Il primo cittadino umbro Federico Gori ha sottolineato il valore dell’appuntamento che ritiene particolarmente significativo, perché vissuto all’insegna dei valori umani e della memoria che ha rappresentato non soltanto il rinnovo di un gemellaggio istituzionale, ma la conferma di relazioni autentiche costruite nel tempo attraverso il dialogo, la condivisione e il reciproco riconoscimento tra territori.

Nel corso della cerimonia è stato ricordato il già Sindaco David Lisei, tra i principali promotori del percorso di fratellanza tra i Montecchio d’Italia. Alla sua figura è stato dedicato un momento simbolico particolarmente intenso con la piantumazione di un salice, richiamo alla sua arte di intrecciatore di vimini e alla capacità, riconosciuta da tutti, di creare legami profondi tra persone e comunità.
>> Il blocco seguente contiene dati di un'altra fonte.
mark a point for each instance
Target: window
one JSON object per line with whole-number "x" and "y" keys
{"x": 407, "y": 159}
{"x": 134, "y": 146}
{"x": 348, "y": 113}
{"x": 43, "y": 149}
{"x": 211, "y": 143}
Gori ha anche evidenziato come il valore più autentico dell’iniziativa risieda proprio nella forza dei rapporti umani e nella capacità delle istituzioni di costruire comunità attraverso relazioni sincere e durature. Questo patto – ha detto – rappresenta qualcosa che va oltre i confini amministrativi. È la dimostrazione di come territori diversi possano riconoscersi negli stessi valori, costruendo legami autentici fondati sull’amicizia, sul dialogo e sul senso di appartenenza.

David Lisei – ha sottolineato il sindaco – aveva compreso profondamente tutto questo. Con la sua umanità e la sua visione ha saputo intrecciare persone, esperienze e comunità, lasciandoci un’eredità preziosa che ancora oggi continua a vivere nei rapporti che uniscono i Montecchio d’Italia”. Gori ha inoltre sottolineato il significato simbolico del salice dedicato a Lisei, ricordando come il gesto dell’intrecciare il vimini rappresenti idealmente la capacità di unire storie e persone differenti in una comunità più forte e coesa. Tutti i rappresentanti dei Montecchi hanno messo l’accento sul fatto che l’iniziativa si conferma un esempio concreto di collaborazione tra territori e di valorizzazione delle relazioni umane come elemento fondamentale per costruire comunità vive, unite e capaci di guardare al futuro mantenendo salde le proprie radici.